Le prisonnier essuya son front avec un vieux bout de tissu, remit son masque, et vérifia le verrou. L’air laissait un goût cuivré dans sa bouche. L’unité com était intégrée au masque, et la voix synthétique qu’elle produisait faisait partie de sa vie.
— Ceci était une pause non autorisée, unité 136. Vingt-sept secondes seront déduites de votre prochain temps de repos.
Le prisonnier tourna la tête pour regarder au-dessus de son épaule et vit qu’un droïde de détention s’était approché dans son dos. La machine ressemblait à une poubelle flottante et affichait un comportement approprié à son image.
— Mon nom est Obota, Alfonso Obota.
— Non, répliqua le droïde sur un ton inexpressif, c’est ce que vous étiez et pourriez redevenir. En ce moment vous êtes l’unité 136, et le membre de mon équipage le plus susceptible d’être puni. Veuillez reprendre le travail.
Obota commença à objecter et finit par se raviser. Il avait suffisamment de problèmes comme ça. Le prisonnier saisit le guidon et enclencha le marteau. L’antenne com nécessitait six piliers, chacun soudé à la surface du sol. Sa fonction était de forer à travers un manteau de verre en fusion épais de trois mètres. La foreuse crépitait lourdement, le bruit étant étouffé par la fine atmosphère. Des projectiles de verre arrosaient les jambes d’Obota.
Ses jambes tremblaient, mais il savait qu’il ne valait mieux pas s’arrêter. Il avait à peine foré un trou d’un mètre de profondeur lorsqu’une voix résonna dans ses oreilles.
— Tu es demandé à la baraque d’administration, unité 136… sur le champ.
Surpris, mais néanmoins heureux de faire une pause, Obota se mit à trotter. Tout ce que le prisonnier faisait devait se faire « sur le champ ». Tout retard dans ses tâches conduirait certainement à une punition semblable à celle que les droïdes de détention dispensaient avec logique.

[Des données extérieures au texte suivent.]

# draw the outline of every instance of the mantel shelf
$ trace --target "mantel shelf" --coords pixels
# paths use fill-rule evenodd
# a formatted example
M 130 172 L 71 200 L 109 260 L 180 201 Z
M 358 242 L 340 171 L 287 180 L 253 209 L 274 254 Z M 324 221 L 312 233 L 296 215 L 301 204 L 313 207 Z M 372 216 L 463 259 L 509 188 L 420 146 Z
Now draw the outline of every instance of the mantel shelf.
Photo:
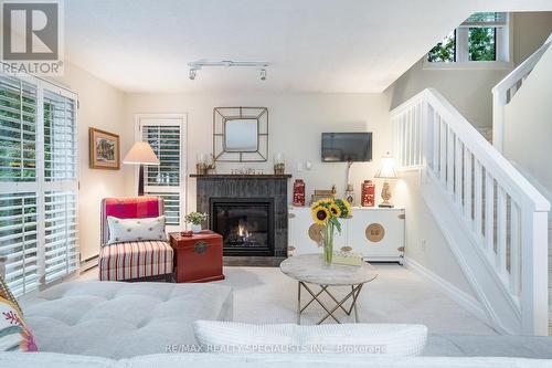
M 200 178 L 200 179 L 289 179 L 291 178 L 290 174 L 284 175 L 274 175 L 274 174 L 251 174 L 251 175 L 240 175 L 240 174 L 208 174 L 208 175 L 199 175 L 199 174 L 190 174 L 190 178 Z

La base, qui avait été établie trois mois auparavant, consistait en soixante-trois bâtiments en préfabriqué. C’était un endroit vaste qui abritait une zone d’amarrage, un hangar de réparations, des batteries de missiles air-sol, des baraquements, et un centre de détention militaire.
Généralement animé, l’endroit semblait encore plus animé après la bataille, car le personnel luttait pour s’occuper des chasseurs stellaires endommagés, qu’une procession funéraire se frayait un chemin à travers une rangée de tombes récemment creusées, et qu’une compagnie d’infanterie marchait le long d’une route de parade jonchée de lavande.
Le bâtiment vingt-trois faisait office de quartier général pour le centre de correction militaire, aussi appelé CCM. Tout comme les structures voisines, le bâtiment vingt-trois avait un sas pressurisé externe, des murs pneumatiques, et un faisceau protecteur.
Obota attendit que le sas s’ouvre, partagea le couloir avec un droïde administratif, et entra à l’intérieur. L’intérieur était d’un vert à faire vomir. Une longue liste de choses que personne n’était censé faire défilait le long d’un écran, et le sol, que plusieurs prisonniers avaient nettoyé jusqu’à devenir étincelant, continuait à droite et à gauche.
Le droïde, qui bénéficiait de privilèges que les humains n’avaient pas, choisit d’aller à droite. Les crampons de la machine émettaient un couinement et laissaient des traces noires sur le sol immaculé. Obota retira son casque, le fixa à sa ceinture, et s’approcha de la porte en panneau de fibres. Le panneau disait :
MMC 63
L’HONNEUR À TRAVERS LA DISCIPLINE
Frappez avant d’entrer.
Obota frappa trois fois à la porte, hurla « Prisonnier 272-20-136 au rapport comme vous l’avez ordonné, monsieur ! » et attendit la réponse.
— Entrez.
Obota ouvrit la porte, et fit un pas à l’intérieur. Un officier à l’air exténué hocha la tête, consulta son datapad, et leva les yeux à nouveaux.
— Suivez ce couloir… quatrième porte à droite. Au trot.
Obota aurait aimé demander pourquoi, mais il se ravisa.
— Monsieur ! Oui, monsieur !
Obota fit volte-face, passa à travers l’embrasure de la porte, et longea le couloir. L’officier regarda la porte se refermer, curieux de savoir ce que ses supérieurs pouvaient bien vouloir à un pauvre rebus, et retourna finalement à son travail.
Obota longea le couloir, trouva le bureau qu’il cherchait, et découvrit qu’il était inoccupé.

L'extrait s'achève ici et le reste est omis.